A team of researchers from the University of Sydney has managed to solve a common problem in quantum sensing devices that are used in biomedical imaging and defense applications.
An ion trap in Professor Michael J. Biercuk's laboratory in the Sydney Nanoscience Hub. Source: University of Sydney
Industrial sensors are everywhere in technology. In order to function successfully, these sensors must be able to identify tiny signals from a cluttered background.
For most people it’s easy: you walk into a room filled with people and you can pick out one voice among all the others. Operations like this aren’t so easy for industrial sensors, and they are even harder for quantum devices.
A team led by Professor Micheal J. Biercuk from the University of Sydney, in collaboration with Dartmouth College and Johns Hopkins Applied Physics Laboratory, has developed quantum control techniques that enable a new generation of ultra-sensitive sensors that can identify tiny signals while rejecting background noise to theoretical limits.
"By applying the right quantum controls to a qubit-based sensor, we can adjust its response in a way that guarantees the best possible exclusion of the background clutter – that is, the other voices in the room," said Professor Biercuk, a chief investigator at the ARC Centre of Excellence for Engineered Quantum Systems.
The devices themselves have improved, but the measurement protocols that are used to capture and interpret signals have lagged behind. Because of this, quantum sensors often have fuzzy results, which complicated interpretation of the data through a phenomenon called “spectral leakage.” This is kind of like being distracted by the wrong voices in the room.
The University of Sydney research demonstrates control protocols that help take advantage of improved sensor hardware.
The experiments used trapped atomic ions, and they have reduced spectral leakage by many orders of magnitude over the conventional methods.
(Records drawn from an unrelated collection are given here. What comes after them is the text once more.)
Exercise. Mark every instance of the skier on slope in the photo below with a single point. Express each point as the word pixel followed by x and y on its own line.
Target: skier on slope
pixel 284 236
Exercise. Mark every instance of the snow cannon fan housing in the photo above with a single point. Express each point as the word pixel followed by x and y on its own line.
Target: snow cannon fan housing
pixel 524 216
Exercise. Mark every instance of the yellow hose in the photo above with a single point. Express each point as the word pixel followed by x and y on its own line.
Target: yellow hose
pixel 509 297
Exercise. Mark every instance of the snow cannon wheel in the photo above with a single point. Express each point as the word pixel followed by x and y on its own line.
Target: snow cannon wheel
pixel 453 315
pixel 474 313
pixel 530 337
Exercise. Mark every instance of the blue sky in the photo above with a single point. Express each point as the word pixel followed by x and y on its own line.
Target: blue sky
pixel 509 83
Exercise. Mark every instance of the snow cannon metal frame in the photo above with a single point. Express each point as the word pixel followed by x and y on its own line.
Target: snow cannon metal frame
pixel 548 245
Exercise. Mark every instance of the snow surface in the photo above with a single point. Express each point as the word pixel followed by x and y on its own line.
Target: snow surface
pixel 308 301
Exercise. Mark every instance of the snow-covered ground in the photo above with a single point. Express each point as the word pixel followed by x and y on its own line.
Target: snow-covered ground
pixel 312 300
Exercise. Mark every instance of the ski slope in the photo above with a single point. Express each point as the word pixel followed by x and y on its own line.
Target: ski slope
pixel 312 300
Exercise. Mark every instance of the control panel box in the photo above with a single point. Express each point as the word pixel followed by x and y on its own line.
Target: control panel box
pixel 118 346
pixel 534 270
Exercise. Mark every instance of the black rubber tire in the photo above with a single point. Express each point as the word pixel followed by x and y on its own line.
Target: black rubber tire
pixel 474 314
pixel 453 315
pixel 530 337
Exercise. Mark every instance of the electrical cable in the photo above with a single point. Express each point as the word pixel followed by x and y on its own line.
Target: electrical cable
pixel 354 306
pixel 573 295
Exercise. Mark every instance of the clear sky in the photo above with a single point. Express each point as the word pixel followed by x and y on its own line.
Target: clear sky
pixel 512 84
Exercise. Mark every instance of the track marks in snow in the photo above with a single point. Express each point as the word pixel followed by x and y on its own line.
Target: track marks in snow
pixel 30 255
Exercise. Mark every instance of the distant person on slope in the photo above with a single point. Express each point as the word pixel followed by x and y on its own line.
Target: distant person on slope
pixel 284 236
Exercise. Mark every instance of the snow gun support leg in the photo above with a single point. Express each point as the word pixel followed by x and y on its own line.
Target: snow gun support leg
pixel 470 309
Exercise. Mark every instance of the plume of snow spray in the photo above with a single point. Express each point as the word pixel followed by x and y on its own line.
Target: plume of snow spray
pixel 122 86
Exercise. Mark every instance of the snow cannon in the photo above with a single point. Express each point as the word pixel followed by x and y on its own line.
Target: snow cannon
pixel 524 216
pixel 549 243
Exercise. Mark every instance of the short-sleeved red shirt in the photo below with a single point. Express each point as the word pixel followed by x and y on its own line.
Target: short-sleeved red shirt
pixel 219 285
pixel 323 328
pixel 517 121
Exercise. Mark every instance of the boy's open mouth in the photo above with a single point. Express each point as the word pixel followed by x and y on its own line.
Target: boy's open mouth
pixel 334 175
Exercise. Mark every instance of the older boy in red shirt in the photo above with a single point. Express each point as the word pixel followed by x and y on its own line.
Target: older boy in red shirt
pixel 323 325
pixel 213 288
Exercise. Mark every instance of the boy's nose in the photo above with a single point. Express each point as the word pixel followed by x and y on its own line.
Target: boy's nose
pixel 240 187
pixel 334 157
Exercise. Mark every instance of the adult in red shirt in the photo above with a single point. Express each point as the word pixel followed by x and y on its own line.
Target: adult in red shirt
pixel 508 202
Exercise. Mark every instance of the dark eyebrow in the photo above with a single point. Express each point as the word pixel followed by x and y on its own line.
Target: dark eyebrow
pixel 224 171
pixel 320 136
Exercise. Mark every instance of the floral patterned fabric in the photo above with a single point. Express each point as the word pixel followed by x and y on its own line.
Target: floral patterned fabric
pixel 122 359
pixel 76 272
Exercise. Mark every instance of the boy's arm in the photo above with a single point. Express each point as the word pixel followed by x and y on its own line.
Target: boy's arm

According to Professor Biercuk, in certain circumstances, these new methods are up to 100 million times better at excluding the background.
Quantum sensors take advantage of the thing that actually makes building quantum computers so difficult. Quantum bits, called qubits, are the building blocks of quantum computers. But qubits are highly prone to losing their quantum properties because of interferences from the environment. The challenge can be turned on its head and can be used to build sensors that are incredibly more responsive to the environment than the classical technologies.
Professor Biercuk believes that the new protocols could have applications in medicine, like imaging inside living cells using nanodiamonds. The protocols could also be used in defense and security systems that use quantum-enhanced magnetometers, devices that measure changes in magnetic fields for target identification and tracking.
"Our approach is relevant to nearly any quantum sensing application and can also be applied to quantum computing as it provides a way help identify sources of hardware error. This is a major advance in how we operate quantum sensors," said Professor Biercuk.
The paper on this research was published in the journal Nature Communications.